Recognizing the presence of invading pathogens is key to mounting an effective immune response1. The mammalian innate immune system employs several classes of germline-encoded pattern recognition receptors (PRRs) to monitor the extracellular and intracellular compartments of host cells for signs of infection. A subset of these, the NOD-like receptors, detects the presence of pathogens in the cytoplasm and assembles so-called inflammasome complexes, which activate the mammalian cysteine protease caspase-1. Active caspase-1 is a key determinant of inflammation, since it promotes the secretion of pro-inflammaotory cytokines like interleukin (IL)-1b and IL-18, and induces an inflammatory cell death called “pyroptosis”1.
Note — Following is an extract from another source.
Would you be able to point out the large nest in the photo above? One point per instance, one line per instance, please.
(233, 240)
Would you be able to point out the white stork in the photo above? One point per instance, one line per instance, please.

Recently, a novel non-canonical inflammasome pathway has been identified which leads to the activation of caspase-112. We and others have shown that this pathway specifically responds to intracellular Gram-negative bacteria but not to Gram-positive pathogens3,4. Consistently, caspase-11 has been shown to promote lethality in a murine model of Lipopolysaccharaide (LPS)-induced septic shock 2. In line with these observations, it has been recently reported that cytoplasmic LPS is most likely the trigger of the non-canonical inflammasome5.

Interestingly, activation of caspase-11 also requires preceding production of type-I-interferon, indicating an important role for one or several interferon-induced genes in caspase-11 activation 3,4. We have recently carried out a siRNA screen with the goal of defining factors necessary for caspase-11 activation. This led to the identification of a family of interferon-inducible GTPases that control a number of bacteriocidal mechanisms and restrict growth of pathogens in cells6. Based on these data, we propose a novel and original hypothesis in that the cytosolic detection of bacteria by PRRs requires preceding killing of bacteria by interferon-induced cell autonomous defense mechanisms, thus establishing a so-far unrecognized link between these distinct arms of innate immunity.